I think you will have issues with the reftables backend, then, which stores references differently (and is _probably_ simpler to access via git, though this might motivate contributing support to libgit2; this was also mentioned recently in Discord).

> 
>>> - if neither of the above has a "yes" answer, would git consider *adding*
>>>  that information, both for third-parties as well as to extend its own UI?
>> I think "git status" already shows some of this (maybe not the
>> branches in question, but certainly the "it looks like you're in the
>> middle of a rebase/merge/cherry-pick/etc.").
> 
> I looked around again and arrived to the following conclusions:
> 
> - presence of .git/rebase-merge (and its files) is enough to
>  differentiate between a rebase and a merge
> - .git/rebase-merge/head-name is enough to identify one of the sections
> - identifying *at least* one of the sections is enough to make the
>  output clear enough (even if ideally you'd identify both)
> - the sha in FETCH_HEAD matching .git/rebase-merge/onto is enough
>  to identify that we're dealing with a `git rebase --rebase`
> - there's information that is only present in MERGE_MSG in
>  free-form text, that isn't present anywhere else
> - I can extract the "missing" information for either the
>  identifying information of where we are merging, be it because of
>  a `git pull --no-rebase` or `git merge`; the only issue I see is
>  in having to rely that the output will not change from either of
>  "Merge branch 'main' into branch-name" and
>  "Merge branch 'main' of example.url:user/repo" (how much trouble
>  am I inviting if I were to try and rely on this text not changing
>  so that I can get 'main' and the remote url from here?)

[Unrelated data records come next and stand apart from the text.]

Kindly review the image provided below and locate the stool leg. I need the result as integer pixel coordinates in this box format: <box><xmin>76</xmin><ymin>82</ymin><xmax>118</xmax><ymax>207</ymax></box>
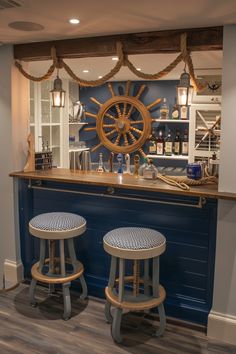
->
<box><xmin>67</xmin><ymin>238</ymin><xmax>78</xmax><ymax>272</ymax></box>
<box><xmin>105</xmin><ymin>256</ymin><xmax>117</xmax><ymax>323</ymax></box>
<box><xmin>111</xmin><ymin>258</ymin><xmax>125</xmax><ymax>343</ymax></box>
<box><xmin>79</xmin><ymin>274</ymin><xmax>88</xmax><ymax>300</ymax></box>
<box><xmin>155</xmin><ymin>303</ymin><xmax>166</xmax><ymax>337</ymax></box>
<box><xmin>152</xmin><ymin>257</ymin><xmax>159</xmax><ymax>297</ymax></box>
<box><xmin>67</xmin><ymin>238</ymin><xmax>88</xmax><ymax>300</ymax></box>
<box><xmin>152</xmin><ymin>257</ymin><xmax>166</xmax><ymax>337</ymax></box>
<box><xmin>60</xmin><ymin>240</ymin><xmax>66</xmax><ymax>277</ymax></box>
<box><xmin>29</xmin><ymin>239</ymin><xmax>46</xmax><ymax>307</ymax></box>
<box><xmin>111</xmin><ymin>308</ymin><xmax>122</xmax><ymax>343</ymax></box>
<box><xmin>144</xmin><ymin>259</ymin><xmax>150</xmax><ymax>296</ymax></box>
<box><xmin>62</xmin><ymin>282</ymin><xmax>71</xmax><ymax>321</ymax></box>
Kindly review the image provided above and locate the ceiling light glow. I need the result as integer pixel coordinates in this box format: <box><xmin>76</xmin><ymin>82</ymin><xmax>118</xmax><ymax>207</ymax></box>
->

I think you can also get just remote names here, and I’m not sure how to define remote URL when I think there’s support for multiple URLs for a single remote, so it would be a lot of best-effort work IMO. Not that it isn’t worth it, but you’d want to decide what is worth putting the effort into.

> 
> With this, I'm successfully able to identify at least one of the
> sections in the patches in all cases, which is "good enough" for my
> use-case, and with some hacks I can identify both for all but the
> `git rebase` case, without having to invoke git.
> 
> Beyond hearing from any warnings about me relying on the textual
> format of MERGE_MSG or mistakes on the assumptions laid above, I
> would like to suggest two changes to git that I think would be
> beneficial to devs and users.
> 
> First, the information present in MERGE_MSG should be available in a
> more structured format, to allow for tools to deal with git state in
> a less coupled way. (This might not be worth it, and the textual
> representation is already "stable enough" to rely on.)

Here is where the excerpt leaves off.